Ruth Brown, 78 -- Grammy winner who was one of the top-selling R&B singers of the 1950s; her career spanned six decades.
Milton Friedman, 94 -- Nobel Prize-winning economist and proponent of free-market economics, who advocated individual freedom and less government.
"The influence which the market has on the economy has been grossly exaggerated because of the tendency to think that if the cock crows it's causing the sun to rise."
Bo Schembechler, 77 -- Legendary coach who guided Michigan's football team for 21 seasons, taking his team to 13 Big Ten championships.
"The toughest thing I ever had to do was give up my football team."
Jack Palance, 87 -- Veteran character actor who won his first Oscar in 1992, charming the audience with his acceptance performance, which included one-armed pushups.

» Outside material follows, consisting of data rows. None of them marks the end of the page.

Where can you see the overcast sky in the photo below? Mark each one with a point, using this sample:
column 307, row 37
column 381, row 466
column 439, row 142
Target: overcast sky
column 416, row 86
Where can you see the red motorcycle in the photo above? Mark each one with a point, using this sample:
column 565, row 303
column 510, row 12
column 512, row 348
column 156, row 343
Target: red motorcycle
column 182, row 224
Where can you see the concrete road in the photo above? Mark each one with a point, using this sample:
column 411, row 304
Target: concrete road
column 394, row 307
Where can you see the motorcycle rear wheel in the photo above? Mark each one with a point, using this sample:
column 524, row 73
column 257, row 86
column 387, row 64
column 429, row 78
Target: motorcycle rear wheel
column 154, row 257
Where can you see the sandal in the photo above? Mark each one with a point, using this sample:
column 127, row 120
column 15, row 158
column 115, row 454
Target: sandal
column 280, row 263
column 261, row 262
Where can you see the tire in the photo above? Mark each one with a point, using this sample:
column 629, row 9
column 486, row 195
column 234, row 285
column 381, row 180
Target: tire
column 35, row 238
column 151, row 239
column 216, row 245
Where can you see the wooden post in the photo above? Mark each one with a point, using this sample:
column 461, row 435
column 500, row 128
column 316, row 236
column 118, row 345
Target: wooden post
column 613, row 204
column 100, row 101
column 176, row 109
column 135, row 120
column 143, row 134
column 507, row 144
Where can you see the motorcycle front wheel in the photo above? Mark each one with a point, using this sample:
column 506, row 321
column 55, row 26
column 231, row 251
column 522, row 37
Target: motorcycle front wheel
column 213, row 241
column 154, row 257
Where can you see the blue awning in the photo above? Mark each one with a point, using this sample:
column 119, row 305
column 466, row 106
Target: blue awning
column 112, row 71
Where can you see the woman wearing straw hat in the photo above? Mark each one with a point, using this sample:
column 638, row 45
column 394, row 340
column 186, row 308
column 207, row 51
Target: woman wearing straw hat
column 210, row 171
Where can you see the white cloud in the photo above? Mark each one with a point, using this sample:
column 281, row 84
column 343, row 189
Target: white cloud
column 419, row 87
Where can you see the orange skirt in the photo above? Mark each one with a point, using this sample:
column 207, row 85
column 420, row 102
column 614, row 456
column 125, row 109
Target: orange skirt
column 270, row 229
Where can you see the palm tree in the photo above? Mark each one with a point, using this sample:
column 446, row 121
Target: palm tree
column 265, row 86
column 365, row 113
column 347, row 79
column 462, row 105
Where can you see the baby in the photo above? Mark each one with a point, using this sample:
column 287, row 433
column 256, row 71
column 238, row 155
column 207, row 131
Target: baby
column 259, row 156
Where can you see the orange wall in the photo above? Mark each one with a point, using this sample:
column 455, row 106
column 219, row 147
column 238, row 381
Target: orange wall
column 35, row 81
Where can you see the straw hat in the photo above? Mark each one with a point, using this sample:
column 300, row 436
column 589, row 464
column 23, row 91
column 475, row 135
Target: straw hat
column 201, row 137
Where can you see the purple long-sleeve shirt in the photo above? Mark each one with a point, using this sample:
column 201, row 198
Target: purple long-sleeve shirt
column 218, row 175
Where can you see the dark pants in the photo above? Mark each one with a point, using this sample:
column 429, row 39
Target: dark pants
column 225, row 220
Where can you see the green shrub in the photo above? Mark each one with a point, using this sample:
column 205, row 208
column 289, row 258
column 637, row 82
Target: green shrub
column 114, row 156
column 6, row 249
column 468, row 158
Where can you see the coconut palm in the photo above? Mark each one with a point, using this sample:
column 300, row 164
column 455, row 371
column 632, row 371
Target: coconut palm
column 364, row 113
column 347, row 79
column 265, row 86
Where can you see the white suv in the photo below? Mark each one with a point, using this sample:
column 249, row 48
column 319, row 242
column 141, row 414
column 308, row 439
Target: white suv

Gerald Levert, 40 -- R&B singer who had five songs reach number one on the Billboard R&B charts.
Ed Bradley, 65 -- Legendary 60 Minutes correspondent who, as one of the first black journalists on network television, won 19 Emmys.
"As a child, even as a young adult, in my wildest imagination I could not have imagined the life that I would live … the life that I've been privilege to lead."
P.W. Botha, 90 -- South African leader from 1978 to 1989, whose defense of apartheid resulted in civil unrest and, ultimately, his downfall as president.
"I'm going to keep order in South Africa, and nobody in the world is going to stop me from keeping order."
Sister Cindy Mahoney, 54 -- Volunteer at Ground Zero who died of lung disease, but arranged for her own autopsy, believing it would help other 9/11 rescuers suffering from lung conditions.
William Styron, 81 -- Pulitzer Prize-winning novelist whose novel "Sophie's Choice" was made into an Oscar-winning film in 1982.
Arnold "Red" Auerbach, 89 -- Legendary NBA coach who coached the Boston Celtics to nine NBA championships, building one of the greatest sports dynasties in history.
"You just have to cut your pre-game speeches short. Let them adjust to you. We're not going to adjust to them. They adjust to us. We're the champions."
Jane Wyatt, 96 -- Actress who won three Emmy Awards for her role as Margaret Anderson in "Father Knows Best."
Jeffrey Newbauer, 22 -- Cancer victim and baseball fan who raised awareness for childhood cancer while pursuing his dream to visit every Major League baseball park.
"I don't live life on cancer's terms. I live life on my terms. It's a great day to be alive."
Christopher Glenn, 68 -- CBS News correspondent who anchored coverage of the Space Shuttle Challenger explosion in 1986.
Jeff Getty, 49 -- AIDS activist who received the first bone marrow transplant from one species to another in 1995.
"This whole process of being a fighter and a warrior against this disease, for me, has been the key to my survival."
Ed Benedict, 94 -- Cartoon artist who created famous cartoon characters such as Fred Flintstone, Yogi Bear and Huckleberry Hound.
Gerry Studds, 69 -- Democratic Massachusetts congressman from 1973 to 1997 who was censured by the House in 1983 for having sexual relations with a male page.
"All members of Congress are in need of humble experiences from time to time."
Cory Lidle, 34 -- New York Yankees pitcher.